LE CAIRE — Les pays arabes sont touchés par une vague d'immolations par le feu avec deux nouveaux cas mardi en Egypte, reproduisant le geste d'un jeune tunisien qui avait déclenché la révolte dans son pays et reflétant un profond malaise social et politique dans cette région.
Le cas du jeune marchand ambulant tunisien décédé début janvier après s'être immolé le 17 décembre a été suivi par neuf autres actes semblables: un mort et deux blessés en Egypte, cinq blessés en Algérie et un blessé en Mauritanie.
Mardi, un avocat d'une quarantaine d'années a tenté de mettre fin à ses jours en se faisant brûler devant le siège du gouvernement au Caire, tandis qu'à Alexandrie (nord) un chômeur de 25 ans, présenté comme déficient mental par les autorités, est décédé à l'hôpital de ses brûlures.
Un cas supplémentaire a peut-être été évité mardi, avec l'arrestation d'un homme qui se dirigeait vers le Parlement au Caire avec deux bidons d'essence, la police présumant qu'il voulait lui aussi se sacrifier.
L'indice de référence de la bourse du Caire a reculé de 3,1% mardi, certains investisseurs disant redouter de voir la situation en Tunisie affecter l'Egypte.
"L'islam interdit catégoriquement le suicide sous quelque raison que ce soit et ne permet pas de se séparer de son corps pour exprimer un malaise, une colère ou une protestation", a assuré mardi Al-Azhar, plus haute institution d'enseignement de l'islam sunnite.

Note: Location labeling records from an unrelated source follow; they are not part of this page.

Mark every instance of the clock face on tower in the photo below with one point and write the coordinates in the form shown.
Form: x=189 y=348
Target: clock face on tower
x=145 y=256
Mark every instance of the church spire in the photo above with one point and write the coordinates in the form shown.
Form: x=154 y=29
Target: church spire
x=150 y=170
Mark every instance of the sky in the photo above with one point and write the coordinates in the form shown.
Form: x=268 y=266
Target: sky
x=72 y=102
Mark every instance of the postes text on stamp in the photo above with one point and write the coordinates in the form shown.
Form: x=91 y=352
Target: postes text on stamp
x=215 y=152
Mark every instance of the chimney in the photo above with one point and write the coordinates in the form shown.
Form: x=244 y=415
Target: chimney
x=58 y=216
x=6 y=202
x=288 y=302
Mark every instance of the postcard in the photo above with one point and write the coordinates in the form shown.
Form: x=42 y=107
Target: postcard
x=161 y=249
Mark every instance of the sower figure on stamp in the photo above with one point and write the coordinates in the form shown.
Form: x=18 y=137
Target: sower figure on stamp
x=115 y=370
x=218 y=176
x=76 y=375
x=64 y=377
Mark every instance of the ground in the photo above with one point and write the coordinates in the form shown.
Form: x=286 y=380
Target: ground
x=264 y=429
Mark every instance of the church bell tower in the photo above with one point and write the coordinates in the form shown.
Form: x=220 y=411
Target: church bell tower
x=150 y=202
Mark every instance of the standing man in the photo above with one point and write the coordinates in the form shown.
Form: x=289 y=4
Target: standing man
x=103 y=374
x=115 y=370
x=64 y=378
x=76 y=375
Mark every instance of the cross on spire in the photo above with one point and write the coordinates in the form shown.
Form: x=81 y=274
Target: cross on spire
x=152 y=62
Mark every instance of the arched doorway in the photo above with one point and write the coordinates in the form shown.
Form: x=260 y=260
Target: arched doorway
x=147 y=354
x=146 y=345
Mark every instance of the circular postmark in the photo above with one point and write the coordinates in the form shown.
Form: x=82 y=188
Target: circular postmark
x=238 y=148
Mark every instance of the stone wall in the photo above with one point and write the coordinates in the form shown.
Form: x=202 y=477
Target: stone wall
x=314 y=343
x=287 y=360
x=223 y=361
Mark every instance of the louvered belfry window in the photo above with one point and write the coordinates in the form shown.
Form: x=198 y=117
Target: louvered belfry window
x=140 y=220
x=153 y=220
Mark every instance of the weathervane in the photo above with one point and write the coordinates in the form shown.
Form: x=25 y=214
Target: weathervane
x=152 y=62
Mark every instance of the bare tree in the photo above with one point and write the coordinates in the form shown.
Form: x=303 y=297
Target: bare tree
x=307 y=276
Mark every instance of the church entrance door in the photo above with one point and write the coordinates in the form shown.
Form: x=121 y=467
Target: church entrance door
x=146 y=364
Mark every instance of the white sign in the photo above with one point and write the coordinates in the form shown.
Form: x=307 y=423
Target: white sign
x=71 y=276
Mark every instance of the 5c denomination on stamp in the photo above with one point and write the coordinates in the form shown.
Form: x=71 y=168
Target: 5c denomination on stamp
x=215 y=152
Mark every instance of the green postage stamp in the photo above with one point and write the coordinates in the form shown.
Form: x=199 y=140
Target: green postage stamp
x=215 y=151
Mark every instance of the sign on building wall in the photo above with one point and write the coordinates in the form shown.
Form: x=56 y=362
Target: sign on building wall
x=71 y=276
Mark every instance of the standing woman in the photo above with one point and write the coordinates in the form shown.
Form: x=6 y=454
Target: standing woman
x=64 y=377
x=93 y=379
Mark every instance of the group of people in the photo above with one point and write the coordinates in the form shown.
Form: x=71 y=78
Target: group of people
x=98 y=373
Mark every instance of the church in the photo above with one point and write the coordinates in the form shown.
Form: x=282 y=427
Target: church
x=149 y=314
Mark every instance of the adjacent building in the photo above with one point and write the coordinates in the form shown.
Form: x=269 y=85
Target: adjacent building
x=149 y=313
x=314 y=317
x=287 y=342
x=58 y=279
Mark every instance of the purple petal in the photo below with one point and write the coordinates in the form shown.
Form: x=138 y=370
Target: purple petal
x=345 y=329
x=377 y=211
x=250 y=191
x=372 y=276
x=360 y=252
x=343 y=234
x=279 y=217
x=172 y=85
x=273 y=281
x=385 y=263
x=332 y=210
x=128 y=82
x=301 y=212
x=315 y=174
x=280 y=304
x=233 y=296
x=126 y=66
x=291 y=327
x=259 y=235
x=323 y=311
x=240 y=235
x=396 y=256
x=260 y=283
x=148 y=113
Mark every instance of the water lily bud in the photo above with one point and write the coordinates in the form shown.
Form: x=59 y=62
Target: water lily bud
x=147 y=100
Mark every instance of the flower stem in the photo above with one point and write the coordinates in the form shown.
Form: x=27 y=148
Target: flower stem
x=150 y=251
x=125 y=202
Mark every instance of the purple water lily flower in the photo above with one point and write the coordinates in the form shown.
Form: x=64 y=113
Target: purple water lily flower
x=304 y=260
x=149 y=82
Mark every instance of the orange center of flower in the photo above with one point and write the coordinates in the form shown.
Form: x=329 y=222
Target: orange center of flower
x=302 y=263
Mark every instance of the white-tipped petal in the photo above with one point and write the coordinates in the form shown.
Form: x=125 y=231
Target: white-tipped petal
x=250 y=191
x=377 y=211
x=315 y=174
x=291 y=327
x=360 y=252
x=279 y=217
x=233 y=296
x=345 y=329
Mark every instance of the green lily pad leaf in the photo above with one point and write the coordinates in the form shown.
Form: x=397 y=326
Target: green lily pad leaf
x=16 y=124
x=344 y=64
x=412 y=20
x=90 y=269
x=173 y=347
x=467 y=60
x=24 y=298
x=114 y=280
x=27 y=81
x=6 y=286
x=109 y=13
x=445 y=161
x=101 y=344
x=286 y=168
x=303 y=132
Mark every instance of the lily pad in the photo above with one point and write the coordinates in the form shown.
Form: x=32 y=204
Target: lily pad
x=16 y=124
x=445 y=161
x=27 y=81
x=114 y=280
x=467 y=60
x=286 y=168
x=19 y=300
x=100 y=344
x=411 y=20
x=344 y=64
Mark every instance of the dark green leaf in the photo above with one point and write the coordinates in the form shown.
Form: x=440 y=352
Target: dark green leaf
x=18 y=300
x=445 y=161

Son porte-parole, Mohamed Rifa'a al-Tahtawi, a ajouté qu'"Al-Azhar ne pouvait commenter les cas des personnes qui se sont immolées par le feu, étant donné qu'il peut s'agir d'individus dans un état mental ou psychologique les ayant poussés à faire cela dans un état d'instabilité mentale", selon l'agence officielle égyptienne, Mena.

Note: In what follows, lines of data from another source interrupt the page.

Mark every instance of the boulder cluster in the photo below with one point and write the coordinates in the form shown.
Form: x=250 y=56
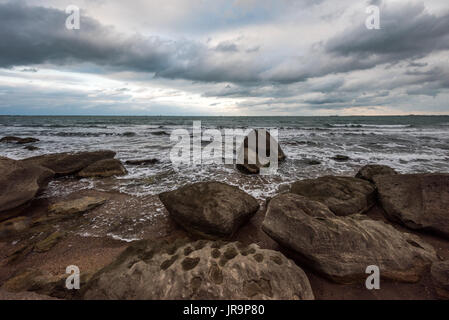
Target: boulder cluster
x=319 y=224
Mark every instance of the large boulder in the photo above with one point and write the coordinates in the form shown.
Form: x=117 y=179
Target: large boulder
x=251 y=158
x=341 y=248
x=103 y=168
x=419 y=201
x=343 y=195
x=210 y=209
x=69 y=163
x=369 y=171
x=199 y=270
x=439 y=273
x=20 y=182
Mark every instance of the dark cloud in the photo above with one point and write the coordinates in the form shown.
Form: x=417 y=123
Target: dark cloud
x=263 y=75
x=407 y=31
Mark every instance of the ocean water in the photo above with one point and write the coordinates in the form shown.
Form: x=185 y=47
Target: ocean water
x=408 y=144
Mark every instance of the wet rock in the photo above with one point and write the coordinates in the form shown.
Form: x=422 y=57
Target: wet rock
x=20 y=182
x=142 y=162
x=340 y=158
x=76 y=206
x=69 y=163
x=250 y=159
x=42 y=283
x=418 y=201
x=13 y=226
x=312 y=162
x=341 y=248
x=343 y=195
x=199 y=270
x=368 y=172
x=440 y=278
x=31 y=148
x=25 y=295
x=49 y=242
x=210 y=209
x=18 y=140
x=103 y=168
x=160 y=133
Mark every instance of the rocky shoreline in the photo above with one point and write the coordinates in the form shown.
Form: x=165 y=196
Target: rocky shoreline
x=313 y=240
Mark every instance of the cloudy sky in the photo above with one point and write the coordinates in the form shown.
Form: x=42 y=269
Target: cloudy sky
x=224 y=57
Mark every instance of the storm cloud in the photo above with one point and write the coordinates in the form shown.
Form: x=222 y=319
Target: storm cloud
x=344 y=65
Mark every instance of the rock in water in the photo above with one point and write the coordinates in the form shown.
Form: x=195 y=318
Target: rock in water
x=142 y=162
x=69 y=163
x=20 y=182
x=76 y=206
x=103 y=168
x=340 y=158
x=210 y=209
x=343 y=195
x=18 y=140
x=368 y=172
x=341 y=248
x=199 y=270
x=419 y=201
x=250 y=159
x=440 y=277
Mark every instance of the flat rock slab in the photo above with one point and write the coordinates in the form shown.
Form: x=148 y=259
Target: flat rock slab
x=440 y=277
x=210 y=209
x=369 y=171
x=76 y=206
x=341 y=248
x=343 y=195
x=103 y=168
x=199 y=270
x=69 y=163
x=418 y=201
x=20 y=182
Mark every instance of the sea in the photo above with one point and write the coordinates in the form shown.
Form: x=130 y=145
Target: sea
x=406 y=143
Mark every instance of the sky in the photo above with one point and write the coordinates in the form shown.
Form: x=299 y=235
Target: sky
x=224 y=58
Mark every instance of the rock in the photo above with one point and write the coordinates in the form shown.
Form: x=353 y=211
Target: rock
x=440 y=278
x=210 y=209
x=312 y=162
x=368 y=172
x=18 y=140
x=199 y=270
x=49 y=242
x=418 y=201
x=250 y=159
x=13 y=225
x=341 y=248
x=142 y=162
x=340 y=158
x=20 y=182
x=103 y=168
x=69 y=163
x=25 y=295
x=343 y=195
x=160 y=133
x=76 y=206
x=31 y=148
x=42 y=283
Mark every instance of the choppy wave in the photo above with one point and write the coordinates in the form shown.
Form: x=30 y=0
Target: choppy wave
x=408 y=144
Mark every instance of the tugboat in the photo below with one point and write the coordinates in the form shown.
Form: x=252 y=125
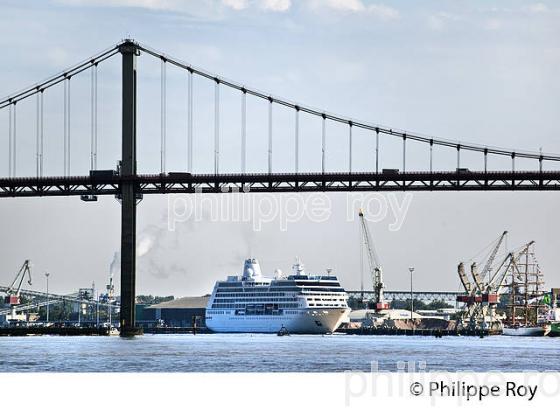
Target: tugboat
x=283 y=331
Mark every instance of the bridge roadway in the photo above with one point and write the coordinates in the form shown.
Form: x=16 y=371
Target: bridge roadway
x=174 y=183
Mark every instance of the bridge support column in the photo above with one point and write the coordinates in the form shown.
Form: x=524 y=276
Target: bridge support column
x=128 y=192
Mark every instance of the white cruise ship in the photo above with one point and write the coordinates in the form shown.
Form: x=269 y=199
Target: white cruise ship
x=299 y=302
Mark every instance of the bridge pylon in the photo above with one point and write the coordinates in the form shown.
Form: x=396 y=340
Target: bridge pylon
x=128 y=172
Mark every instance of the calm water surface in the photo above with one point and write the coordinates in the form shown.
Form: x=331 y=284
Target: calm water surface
x=270 y=353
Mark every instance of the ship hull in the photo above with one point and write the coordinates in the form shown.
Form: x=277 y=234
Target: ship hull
x=524 y=331
x=304 y=321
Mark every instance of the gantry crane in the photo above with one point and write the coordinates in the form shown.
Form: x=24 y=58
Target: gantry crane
x=13 y=292
x=482 y=295
x=374 y=266
x=476 y=295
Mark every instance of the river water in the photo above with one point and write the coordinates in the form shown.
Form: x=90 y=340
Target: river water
x=270 y=353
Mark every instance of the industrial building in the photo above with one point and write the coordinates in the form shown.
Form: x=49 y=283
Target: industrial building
x=182 y=312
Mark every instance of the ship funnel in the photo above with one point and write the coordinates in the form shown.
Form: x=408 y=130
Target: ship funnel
x=298 y=268
x=251 y=269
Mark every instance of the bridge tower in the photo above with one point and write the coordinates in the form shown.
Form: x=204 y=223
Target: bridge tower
x=129 y=51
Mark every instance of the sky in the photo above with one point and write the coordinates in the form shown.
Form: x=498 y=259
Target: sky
x=477 y=71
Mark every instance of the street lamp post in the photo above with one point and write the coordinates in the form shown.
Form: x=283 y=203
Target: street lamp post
x=411 y=269
x=47 y=274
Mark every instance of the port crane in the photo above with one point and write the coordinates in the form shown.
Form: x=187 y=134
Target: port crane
x=374 y=265
x=13 y=291
x=481 y=299
x=476 y=295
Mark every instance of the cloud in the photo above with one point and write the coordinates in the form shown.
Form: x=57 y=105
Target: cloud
x=439 y=21
x=236 y=4
x=276 y=5
x=357 y=6
x=538 y=8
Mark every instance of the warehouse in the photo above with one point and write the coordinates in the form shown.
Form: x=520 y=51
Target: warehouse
x=182 y=312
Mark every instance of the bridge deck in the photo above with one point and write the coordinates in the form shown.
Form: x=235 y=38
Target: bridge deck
x=283 y=182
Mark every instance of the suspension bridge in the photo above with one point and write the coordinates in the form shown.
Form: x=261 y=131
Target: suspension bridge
x=339 y=174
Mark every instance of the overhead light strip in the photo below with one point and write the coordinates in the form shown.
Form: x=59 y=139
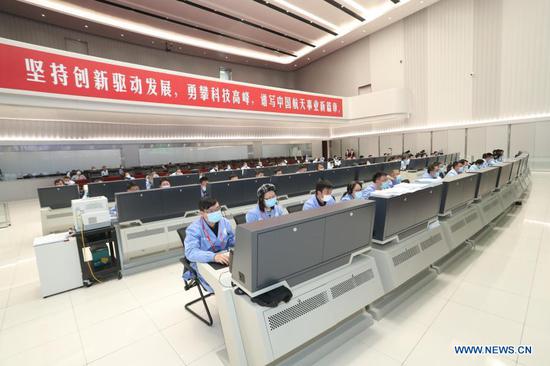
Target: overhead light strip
x=167 y=19
x=295 y=16
x=244 y=21
x=345 y=10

Pour Amr Hamzawi, du centre pour le Moyen-Orient de la fondation américaine Carnegie, ces immolations témoignent du "désespoir total" d'une grande partie des populations arabes et de l'incapacité des régimes autoritaires qui dominent ces pays d'y répondre.

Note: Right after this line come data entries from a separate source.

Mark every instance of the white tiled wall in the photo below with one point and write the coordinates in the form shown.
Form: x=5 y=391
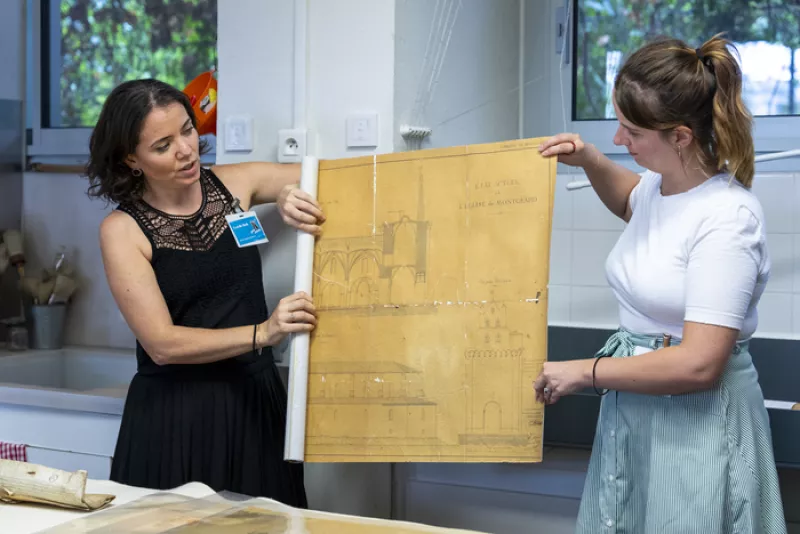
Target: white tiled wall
x=57 y=212
x=584 y=232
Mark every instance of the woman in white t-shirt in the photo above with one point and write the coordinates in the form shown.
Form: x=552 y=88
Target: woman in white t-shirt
x=683 y=442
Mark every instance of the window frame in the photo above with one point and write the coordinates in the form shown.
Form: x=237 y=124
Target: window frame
x=770 y=134
x=47 y=145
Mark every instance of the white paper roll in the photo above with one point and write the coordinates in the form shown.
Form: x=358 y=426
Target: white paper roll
x=294 y=446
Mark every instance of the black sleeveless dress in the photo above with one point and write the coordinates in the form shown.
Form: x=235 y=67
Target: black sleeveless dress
x=221 y=423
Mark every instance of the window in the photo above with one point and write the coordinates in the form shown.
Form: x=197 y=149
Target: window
x=764 y=32
x=79 y=50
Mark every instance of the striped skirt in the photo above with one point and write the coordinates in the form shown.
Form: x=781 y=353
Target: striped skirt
x=694 y=463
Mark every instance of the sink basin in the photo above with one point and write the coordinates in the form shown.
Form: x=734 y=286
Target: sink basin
x=73 y=369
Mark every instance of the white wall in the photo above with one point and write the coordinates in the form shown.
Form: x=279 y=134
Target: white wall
x=350 y=70
x=12 y=42
x=457 y=70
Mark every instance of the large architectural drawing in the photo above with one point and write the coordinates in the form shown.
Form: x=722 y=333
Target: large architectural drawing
x=430 y=280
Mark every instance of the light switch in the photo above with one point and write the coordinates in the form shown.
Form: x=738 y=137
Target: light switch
x=362 y=130
x=239 y=134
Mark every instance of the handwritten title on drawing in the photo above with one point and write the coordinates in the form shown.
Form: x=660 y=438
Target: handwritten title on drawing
x=500 y=188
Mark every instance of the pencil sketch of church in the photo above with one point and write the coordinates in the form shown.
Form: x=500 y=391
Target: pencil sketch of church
x=389 y=267
x=497 y=411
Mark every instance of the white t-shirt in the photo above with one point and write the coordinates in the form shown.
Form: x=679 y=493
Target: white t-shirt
x=696 y=256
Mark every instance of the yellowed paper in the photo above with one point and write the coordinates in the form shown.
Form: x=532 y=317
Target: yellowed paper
x=162 y=513
x=431 y=284
x=23 y=482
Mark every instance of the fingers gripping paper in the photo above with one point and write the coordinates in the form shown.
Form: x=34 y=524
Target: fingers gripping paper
x=430 y=281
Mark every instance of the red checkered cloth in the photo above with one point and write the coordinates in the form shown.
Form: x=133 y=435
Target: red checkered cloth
x=13 y=451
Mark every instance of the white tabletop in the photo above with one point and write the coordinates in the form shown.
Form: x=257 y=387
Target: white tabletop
x=30 y=518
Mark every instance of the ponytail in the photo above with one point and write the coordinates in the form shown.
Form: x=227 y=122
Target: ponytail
x=732 y=142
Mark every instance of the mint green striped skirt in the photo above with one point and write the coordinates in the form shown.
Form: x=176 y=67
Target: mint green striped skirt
x=700 y=462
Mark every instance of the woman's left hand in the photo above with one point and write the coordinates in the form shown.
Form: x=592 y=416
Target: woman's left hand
x=558 y=379
x=299 y=210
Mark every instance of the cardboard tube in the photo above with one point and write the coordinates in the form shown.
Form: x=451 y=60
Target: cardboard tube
x=295 y=443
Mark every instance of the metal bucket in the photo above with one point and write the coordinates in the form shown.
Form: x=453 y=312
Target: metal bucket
x=47 y=326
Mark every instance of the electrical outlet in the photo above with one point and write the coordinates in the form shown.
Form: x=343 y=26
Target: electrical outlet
x=292 y=145
x=239 y=134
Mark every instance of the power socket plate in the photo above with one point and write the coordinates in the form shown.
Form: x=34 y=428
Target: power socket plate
x=292 y=145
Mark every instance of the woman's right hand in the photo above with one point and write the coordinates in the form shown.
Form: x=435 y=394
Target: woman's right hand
x=568 y=147
x=295 y=313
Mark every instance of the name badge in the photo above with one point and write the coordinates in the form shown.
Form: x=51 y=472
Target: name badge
x=246 y=229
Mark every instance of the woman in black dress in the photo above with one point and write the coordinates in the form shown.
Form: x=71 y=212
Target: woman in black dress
x=207 y=403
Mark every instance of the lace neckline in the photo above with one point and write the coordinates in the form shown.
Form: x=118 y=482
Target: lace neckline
x=198 y=211
x=196 y=232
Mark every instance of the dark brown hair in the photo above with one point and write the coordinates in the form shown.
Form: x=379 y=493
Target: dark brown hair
x=116 y=136
x=666 y=84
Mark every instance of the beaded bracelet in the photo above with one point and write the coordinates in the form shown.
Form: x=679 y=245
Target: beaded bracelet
x=594 y=376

Ces actes sont "clairement inspirés par les événements de Tunisie", où le suicide par le feu de Mohamad Bouazizi, 26 ans, a déclenché les révoltes ayant abouti vendredi à la fuite du président Zine El Abidine Ben Ali, ajoute-t-il.
"Il y a déjà eu des cas de suicides motivés par des protestations en Egypte, mais c'est la première fois que l'on voit des immolations", relève pour sa part le politologue Amr al-Chobaki, du centre d'études Al-Ahram.
Pour Hefny Kedri, professeur de psychologie politique à l'université Ain Shams du Caire, il s'agit d'un message de désespoir dans une région où la vie politique et sociale n'offre souvent pas d'exutoire aux mécontentements.
"Il n'y a pas de différence entre un suicide par noyade ou un suicide par immolation, mais ce dernier contient un message pour le pouvoir qui est de dire : +je proteste+. C'est cela qui est important du point de vue psychologique", affirme-t-il.
La situation en Tunisie et ses conséquences pour les autres pays arabes sera au centre d'un sommet économique arabe qui se tient mercredi à Charm el-Cheikh, en Egypte.
Nombre de pays de cette région souffrent de maux comparables à ceux de la Tunisie, en particulier sur le plan social avec un fort taux de chômage et des hausses récentes des prix de produits de première nécessité, à l'origine de multiples manifestations récemment.
"Des pays se désintègrent, des peuples mènent des insurrections, (...) et les citoyens arabes se demandent: est-ce que les régimes arabes actuels peuvent répondre à ces défis de manière dynamique?", a reconnu le chef de la diplomatie koweïtienne Mohammad al-Sabah.
Le secrétaire-général de la Ligue arabe Amr Moussa a quant à lui appelé les 22 membres de l'organisation à "saisir la leçon tunisienne" pour s'attaquer aux défis sociaux et économiques.